A gente segue morrendo e qualquer coisa que vá na direção de exigir perfeição de acordo com o que temos como bússola é desumanizar e tirar alteridade é algo pelo qual eu luto contra. Tanto quanto nossa perda de direitos. Com o feminismo, na prática, aprendi que um amigo - homem, hétero, branco, cis, de classe média - poderia ser mais acolhedor do que uma mulher, por mais contraditório que isso pareça. 

E escrever isso, me digam vocês, faz ou não faz de mim uma feminista fracassada? Aprendi, a duras penas, que não existe linearidade em “movimentos” que seguem em movimento, que abrigam pessoas, pessoas estas que têm histórias e trajetórias diferentes. E que bom. Isso permite escuta. Contradição. Ambivalência. Como é a vida. 

Contudo, de tudo que aprendi, o que mais me doeu foi que o feminismo não é um lugar para pessoas gordas. Não há, em nenhum milímetro da ampla pauta que abriga várias correntes e interseccionalidades, um espaço para que possamos discutir nossos corpos gordos sem que se lance mão do card “mas e a saúde?” e coisa e tal. Exaustivo pra caramba, como já falei aqui também. 

Ser feminista não impediu uma escritora - e ‘amiga’ de botar o dedo na minha cara e me acusar de plágio da obra dela quando, claramente, eu me equivoquei na hora de escrever a legenda e uma rede social. 

Ser feminista não me impediu de sofrer uma série de abusos ao longo da vida. Físicos e morais. Haja divã, compromisso e disposição pra dar conta de tudo - além da palavra, da escrita, de colunas e vocês, aqui, me lendo. Obrigada. 

Por essas e outras, não espere mais que eu vá apontar dedos, cobrar ou dizer como vocês devem viver suas vidas. De cobranças já bastam os boletos.
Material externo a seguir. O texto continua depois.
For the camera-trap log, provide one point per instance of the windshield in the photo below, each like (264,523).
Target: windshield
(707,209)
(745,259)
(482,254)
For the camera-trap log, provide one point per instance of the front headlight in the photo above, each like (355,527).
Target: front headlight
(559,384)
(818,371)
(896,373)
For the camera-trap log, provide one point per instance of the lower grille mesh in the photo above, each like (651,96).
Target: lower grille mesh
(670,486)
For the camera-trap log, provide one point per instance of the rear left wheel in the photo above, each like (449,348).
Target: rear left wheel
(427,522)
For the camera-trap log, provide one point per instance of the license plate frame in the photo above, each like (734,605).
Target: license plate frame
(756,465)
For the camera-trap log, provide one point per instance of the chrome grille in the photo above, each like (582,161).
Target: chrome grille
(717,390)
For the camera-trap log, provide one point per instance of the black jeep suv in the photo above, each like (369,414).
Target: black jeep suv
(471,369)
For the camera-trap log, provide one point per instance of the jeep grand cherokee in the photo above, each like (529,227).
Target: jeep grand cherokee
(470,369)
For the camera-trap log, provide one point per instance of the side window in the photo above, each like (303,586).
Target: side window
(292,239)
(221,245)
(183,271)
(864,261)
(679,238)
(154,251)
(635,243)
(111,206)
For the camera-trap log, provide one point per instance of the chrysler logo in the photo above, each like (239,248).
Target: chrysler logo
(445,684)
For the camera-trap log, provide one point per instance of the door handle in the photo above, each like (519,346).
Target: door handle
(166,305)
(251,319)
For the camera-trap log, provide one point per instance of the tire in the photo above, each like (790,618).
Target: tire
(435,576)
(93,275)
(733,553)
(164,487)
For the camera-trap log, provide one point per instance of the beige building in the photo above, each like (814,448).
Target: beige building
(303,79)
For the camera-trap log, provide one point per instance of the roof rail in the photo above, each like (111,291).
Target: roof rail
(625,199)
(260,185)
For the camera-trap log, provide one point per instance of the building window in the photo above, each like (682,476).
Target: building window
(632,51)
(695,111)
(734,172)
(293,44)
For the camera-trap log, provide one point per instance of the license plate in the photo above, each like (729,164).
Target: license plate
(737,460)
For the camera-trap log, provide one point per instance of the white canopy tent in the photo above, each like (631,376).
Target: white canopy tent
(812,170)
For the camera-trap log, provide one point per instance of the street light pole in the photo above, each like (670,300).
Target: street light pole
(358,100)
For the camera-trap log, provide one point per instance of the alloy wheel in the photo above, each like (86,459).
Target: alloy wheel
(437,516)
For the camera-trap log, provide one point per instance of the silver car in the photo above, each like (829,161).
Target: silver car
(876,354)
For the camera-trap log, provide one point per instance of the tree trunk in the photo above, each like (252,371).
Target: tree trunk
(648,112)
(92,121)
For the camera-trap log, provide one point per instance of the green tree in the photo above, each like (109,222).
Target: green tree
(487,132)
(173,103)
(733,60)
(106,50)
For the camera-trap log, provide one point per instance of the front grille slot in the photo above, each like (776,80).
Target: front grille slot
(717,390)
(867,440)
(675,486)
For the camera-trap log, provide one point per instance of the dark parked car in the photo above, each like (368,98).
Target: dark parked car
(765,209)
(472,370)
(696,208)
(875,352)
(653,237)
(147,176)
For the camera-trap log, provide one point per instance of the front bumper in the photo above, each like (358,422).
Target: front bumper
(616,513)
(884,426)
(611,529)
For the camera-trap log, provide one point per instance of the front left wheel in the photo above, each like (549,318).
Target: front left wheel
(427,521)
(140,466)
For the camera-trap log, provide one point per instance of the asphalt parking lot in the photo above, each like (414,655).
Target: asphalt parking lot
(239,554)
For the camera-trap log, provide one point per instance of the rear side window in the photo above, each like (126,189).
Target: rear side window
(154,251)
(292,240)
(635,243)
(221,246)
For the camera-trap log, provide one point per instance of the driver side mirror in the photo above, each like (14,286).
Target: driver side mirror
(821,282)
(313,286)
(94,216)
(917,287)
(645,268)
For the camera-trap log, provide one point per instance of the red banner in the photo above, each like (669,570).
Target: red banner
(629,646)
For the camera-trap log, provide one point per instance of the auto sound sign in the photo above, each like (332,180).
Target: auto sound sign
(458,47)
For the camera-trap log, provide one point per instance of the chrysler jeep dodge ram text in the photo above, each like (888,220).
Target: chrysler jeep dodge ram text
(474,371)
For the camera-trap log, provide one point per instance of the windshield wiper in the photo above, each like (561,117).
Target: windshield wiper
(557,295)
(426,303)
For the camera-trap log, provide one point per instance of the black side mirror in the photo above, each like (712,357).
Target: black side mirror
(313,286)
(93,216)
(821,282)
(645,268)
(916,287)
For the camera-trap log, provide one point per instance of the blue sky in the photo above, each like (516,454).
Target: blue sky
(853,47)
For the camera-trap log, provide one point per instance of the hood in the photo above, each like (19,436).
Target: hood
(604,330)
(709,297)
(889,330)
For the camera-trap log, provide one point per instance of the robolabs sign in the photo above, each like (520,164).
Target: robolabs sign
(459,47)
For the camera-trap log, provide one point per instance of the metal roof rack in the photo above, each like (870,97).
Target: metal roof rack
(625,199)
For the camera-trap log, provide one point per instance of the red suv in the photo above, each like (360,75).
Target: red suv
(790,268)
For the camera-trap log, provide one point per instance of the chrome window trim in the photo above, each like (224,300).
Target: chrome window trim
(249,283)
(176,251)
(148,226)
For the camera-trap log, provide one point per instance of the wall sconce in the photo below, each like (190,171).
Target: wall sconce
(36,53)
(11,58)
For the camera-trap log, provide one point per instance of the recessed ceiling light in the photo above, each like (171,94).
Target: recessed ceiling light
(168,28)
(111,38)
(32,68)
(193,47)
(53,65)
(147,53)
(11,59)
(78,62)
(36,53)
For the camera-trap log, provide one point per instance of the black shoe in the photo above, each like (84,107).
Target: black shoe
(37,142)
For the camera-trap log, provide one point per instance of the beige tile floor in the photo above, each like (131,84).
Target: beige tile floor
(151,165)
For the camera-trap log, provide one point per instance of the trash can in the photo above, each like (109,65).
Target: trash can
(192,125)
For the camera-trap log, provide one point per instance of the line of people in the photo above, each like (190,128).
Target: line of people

Se for pra seguir algo, que sejam os nossos sonhos. 

Escrevendo sobre, percebo, não há um lugar confortável para se estar, dentro ou fora do feminismo. Ainda sim - e não sem ressalvas - sigo me dizendo feminista, porque é através deste enunciado que encontro a minha voz e ela faz coro com tantas outras. 

Como diria Roxane Gay no livro Má Feminista, “Espero o dia em que viveremos em uma cultura que não nos obrigará a nos afastar do rótulo de feministaa, uma cultura que não nos trará medo de ficarmos sozinhas, de sermos muito diferentes, de querermos demais”. 

Eu também espero. E espero querer sempre mais. Um punho erguido - e tantos quantos forem possíveis - pelos nossos direitos urgentes. Que permaneçamos vivas. 

Se depois de ler isso tudo você também estiver se sentindo fracassada. Se, no ímpeto de ser - e se mostrar - mais feminista que as outras (ó a armadilha do patriarcado aí) você botou o dedo na cara de outra mulher ou se articulou pelas costas para boicotá-la, tá tudo bem. Querer que seja diferente enquanto a gente tenta equilibrar pratos, lavar o chão, criar alguns filhos - nossos e de outras pessoas - gozar, ser feliz e escrever com consistência teórica, o mundo nos atropela e o que idealizamos acaba nos engolindo. 

Minha experiência de vida me joga num lugar da permissão contraditória. E que bom.  Quero - já falei e repito -  rebolar até o chão ouvindo músicas sexualizantes. Quero transar como e com quem eu quiser,  mas quero também, cotidianamente, lutar e resguardar o direito das mulheres sobre seus corpos, incluindo o direito de terem o corpo que quiserem - e estejam consciente disso. Quero, sobretudo, que possamos ser quem somos - e não só o que der pra sermos. E que tenhamos possibilidade de escolha. Sem que ninguém - homens, mulheres, feministas - nos digam como devem ser nossos sonhos.